Dear Santa, We received your encrypted fax asking for payment in exchange for gifts of our choice as the arts sector. We’ve referred the matter to the National Arts Council, and they’ve promised to process the payment as soon as they have verified your existence. In the meantime, an NAC board member would like you to know that he owns a delivery company that could help with the distribution of Christmas presents. A discount is negotiable depending on whether you’d also like to use his chimney-sweep company.
Now about those gifts of choice. Please, when you bring new culture ministers after next year’s elections, can you scrape a bit higher up the barrel? We know that they use the best people in finance, education and water affairs, and then culture and health have to make do with the quota selections. But it would be really nice to have arts ministers who know the difference between ballet and ballroom, and who don’t have to be accommodated because they are serial party hoppers or would fail to make it in business or who need to earn a decent pension after their role in the struggle in the 1960s.
Then, Santa, please could you bring us some new debates. The old Afro-centric versus Eurocentric art debate is completely threadbare, and it is only of interest to the Rip van Winkles who’ve woken up to find themselves somehow thrust into senior management positions in the arts, with 10 years having passed them by. There would be no point in having debates though, unless you also brought us the culture of debate, a gift that we seem to have lost in the midst of our dependence on public funding that has tied our tongues, compromised our minds and made us look the other way.
A little more space in the media for the arts would also be a great gift. At the moment, we struggle for attention even in the media ghettoes into which we’ve been frogmarched by the drive for profit. At least one major daily has hidden the arts news in the classified section along with the death column, services of prostitutes, employment offers and second-hand car deals, all of which may somehow be related to the arts, but don’t do much to inform or educate the public.
What would also make a good gift is a little bit of outrage. So that every time some whistleblower is silenced, some minister breaks the law, some petty official brings the arts into disrepute and the system of patronage favours a small elite yet again, there would be public outrage, media outrage, political outrage and outrage within the arts sector. At the moment, it seems that it would take 10 Kamp Staaldraads to get beyond the apathy and public disinterest that afflict the sector. All of which means that the trinity of thugs, fascists and the ignorant continue freely to empower themselves.

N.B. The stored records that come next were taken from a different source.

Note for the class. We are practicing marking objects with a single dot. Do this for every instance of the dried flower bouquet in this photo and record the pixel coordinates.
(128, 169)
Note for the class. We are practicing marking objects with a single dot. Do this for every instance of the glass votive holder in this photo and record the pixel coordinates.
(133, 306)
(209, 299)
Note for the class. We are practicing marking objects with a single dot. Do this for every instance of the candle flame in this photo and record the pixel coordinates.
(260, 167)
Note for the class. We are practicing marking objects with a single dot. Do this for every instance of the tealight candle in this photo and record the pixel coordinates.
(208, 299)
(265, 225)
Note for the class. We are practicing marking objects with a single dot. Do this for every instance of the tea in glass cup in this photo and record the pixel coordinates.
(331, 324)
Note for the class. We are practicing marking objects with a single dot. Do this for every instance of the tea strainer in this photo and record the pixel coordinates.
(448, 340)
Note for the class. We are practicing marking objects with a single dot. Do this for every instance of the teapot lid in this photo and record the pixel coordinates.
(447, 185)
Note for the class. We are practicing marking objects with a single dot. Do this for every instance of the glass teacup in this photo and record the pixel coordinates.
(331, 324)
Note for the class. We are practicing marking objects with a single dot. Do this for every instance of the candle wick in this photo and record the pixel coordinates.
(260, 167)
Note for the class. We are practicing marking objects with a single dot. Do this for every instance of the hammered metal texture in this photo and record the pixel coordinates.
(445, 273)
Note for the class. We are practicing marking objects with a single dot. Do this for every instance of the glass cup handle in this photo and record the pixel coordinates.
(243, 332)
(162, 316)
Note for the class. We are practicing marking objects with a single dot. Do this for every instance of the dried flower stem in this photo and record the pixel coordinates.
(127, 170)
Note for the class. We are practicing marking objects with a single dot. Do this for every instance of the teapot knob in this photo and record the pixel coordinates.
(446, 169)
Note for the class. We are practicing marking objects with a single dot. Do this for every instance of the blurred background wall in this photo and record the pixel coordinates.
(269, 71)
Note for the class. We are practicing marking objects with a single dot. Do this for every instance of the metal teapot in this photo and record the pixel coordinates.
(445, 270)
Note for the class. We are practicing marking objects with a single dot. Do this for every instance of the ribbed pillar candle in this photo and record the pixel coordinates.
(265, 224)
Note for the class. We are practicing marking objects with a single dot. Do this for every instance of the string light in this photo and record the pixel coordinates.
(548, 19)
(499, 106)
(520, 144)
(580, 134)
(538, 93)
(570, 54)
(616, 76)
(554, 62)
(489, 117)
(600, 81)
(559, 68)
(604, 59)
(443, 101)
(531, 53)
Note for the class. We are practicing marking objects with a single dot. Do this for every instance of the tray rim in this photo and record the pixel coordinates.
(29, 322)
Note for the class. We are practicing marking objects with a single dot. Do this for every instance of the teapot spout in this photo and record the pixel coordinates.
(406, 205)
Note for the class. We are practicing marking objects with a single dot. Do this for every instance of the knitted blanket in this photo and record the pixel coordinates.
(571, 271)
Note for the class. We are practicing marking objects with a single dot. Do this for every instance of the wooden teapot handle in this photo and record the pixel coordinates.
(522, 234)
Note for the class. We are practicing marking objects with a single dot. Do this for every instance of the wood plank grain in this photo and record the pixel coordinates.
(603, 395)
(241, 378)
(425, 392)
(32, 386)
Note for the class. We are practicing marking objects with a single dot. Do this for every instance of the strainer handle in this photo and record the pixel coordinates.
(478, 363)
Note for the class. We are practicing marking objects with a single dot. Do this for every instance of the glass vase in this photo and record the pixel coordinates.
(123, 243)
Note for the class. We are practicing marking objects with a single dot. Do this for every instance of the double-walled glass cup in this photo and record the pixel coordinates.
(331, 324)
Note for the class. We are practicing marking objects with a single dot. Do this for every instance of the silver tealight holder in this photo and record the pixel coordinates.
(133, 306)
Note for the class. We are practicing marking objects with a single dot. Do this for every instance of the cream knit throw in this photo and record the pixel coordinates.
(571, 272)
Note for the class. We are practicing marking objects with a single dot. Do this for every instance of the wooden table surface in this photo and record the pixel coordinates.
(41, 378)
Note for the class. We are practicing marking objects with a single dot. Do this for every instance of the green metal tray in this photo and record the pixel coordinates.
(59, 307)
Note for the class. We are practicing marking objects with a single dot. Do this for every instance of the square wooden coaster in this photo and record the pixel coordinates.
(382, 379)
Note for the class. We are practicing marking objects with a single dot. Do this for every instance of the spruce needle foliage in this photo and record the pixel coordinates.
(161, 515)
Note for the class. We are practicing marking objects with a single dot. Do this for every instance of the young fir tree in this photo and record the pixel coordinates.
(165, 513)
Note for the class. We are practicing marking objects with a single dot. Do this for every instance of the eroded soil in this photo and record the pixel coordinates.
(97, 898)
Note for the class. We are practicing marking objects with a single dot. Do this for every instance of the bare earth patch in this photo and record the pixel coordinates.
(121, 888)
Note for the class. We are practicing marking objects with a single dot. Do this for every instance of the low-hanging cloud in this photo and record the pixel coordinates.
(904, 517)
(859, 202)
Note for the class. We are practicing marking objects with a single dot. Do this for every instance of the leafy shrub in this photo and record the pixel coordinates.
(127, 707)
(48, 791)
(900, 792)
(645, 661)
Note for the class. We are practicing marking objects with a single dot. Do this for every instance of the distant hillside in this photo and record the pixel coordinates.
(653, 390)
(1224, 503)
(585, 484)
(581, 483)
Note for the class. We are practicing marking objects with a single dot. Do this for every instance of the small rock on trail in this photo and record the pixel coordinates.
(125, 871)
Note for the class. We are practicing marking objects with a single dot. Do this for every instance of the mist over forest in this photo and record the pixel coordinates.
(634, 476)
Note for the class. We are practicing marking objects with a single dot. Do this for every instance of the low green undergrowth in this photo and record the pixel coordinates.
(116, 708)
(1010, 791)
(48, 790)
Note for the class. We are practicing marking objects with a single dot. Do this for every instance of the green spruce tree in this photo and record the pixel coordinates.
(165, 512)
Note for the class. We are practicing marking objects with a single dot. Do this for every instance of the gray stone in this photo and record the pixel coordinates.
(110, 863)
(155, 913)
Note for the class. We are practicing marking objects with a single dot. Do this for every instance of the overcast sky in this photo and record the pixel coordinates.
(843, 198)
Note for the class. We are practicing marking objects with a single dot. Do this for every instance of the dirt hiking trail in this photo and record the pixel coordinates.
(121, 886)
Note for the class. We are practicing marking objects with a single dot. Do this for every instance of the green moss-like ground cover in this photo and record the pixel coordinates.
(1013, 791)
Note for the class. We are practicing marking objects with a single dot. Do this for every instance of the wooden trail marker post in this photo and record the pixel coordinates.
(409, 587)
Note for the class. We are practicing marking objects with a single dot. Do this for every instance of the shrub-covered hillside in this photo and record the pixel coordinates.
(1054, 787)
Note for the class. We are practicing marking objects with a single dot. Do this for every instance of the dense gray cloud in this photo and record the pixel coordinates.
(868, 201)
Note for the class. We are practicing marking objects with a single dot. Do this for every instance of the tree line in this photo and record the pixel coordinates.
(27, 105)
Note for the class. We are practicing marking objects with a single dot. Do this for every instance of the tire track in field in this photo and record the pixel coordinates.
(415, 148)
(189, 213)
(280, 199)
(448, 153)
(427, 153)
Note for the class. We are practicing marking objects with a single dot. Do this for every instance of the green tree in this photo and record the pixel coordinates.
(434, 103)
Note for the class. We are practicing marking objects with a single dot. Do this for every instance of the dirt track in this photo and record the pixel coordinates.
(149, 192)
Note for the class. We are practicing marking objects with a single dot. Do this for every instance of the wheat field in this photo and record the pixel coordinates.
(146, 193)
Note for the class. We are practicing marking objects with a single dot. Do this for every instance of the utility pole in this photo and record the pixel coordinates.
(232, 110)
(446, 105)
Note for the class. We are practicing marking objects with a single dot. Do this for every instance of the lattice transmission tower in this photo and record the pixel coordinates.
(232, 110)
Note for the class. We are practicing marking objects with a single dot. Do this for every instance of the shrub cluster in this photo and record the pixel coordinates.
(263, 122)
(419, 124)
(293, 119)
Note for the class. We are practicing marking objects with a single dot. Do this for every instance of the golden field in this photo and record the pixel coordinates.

Santa, could you bring us another international funder or two? Not because we don’t have funding inside the country. In fact, there’s never been so much money for the arts from internal sources such as the NAC, the lottery, CREATE SA and the like. The problem is that by the time artists access funds from these efficiency-challenged bodies, they have generally forgotten why they applied for the funds in the first place. International donors have helped to keep the arts alive with substantial grants, quick decision-making and minimal bureaucracy.
Then, perhaps a few little things for the stockings like minimum wages for artists to bring the sector into line with domestic workers? Maybe a pension scheme so that artists can retire at some stage and what about legal support to ensure that their contracts comply with the labour laws and Constitution? A dictionary on transparency, consultation, participatory democracy and good corporate governance would really help us all to read from the same page.
And Santa, if that’s what it takes, could you bring a few golden handshakes to have some of the current culture bosses ride off into the sunset with their rugby counterparts?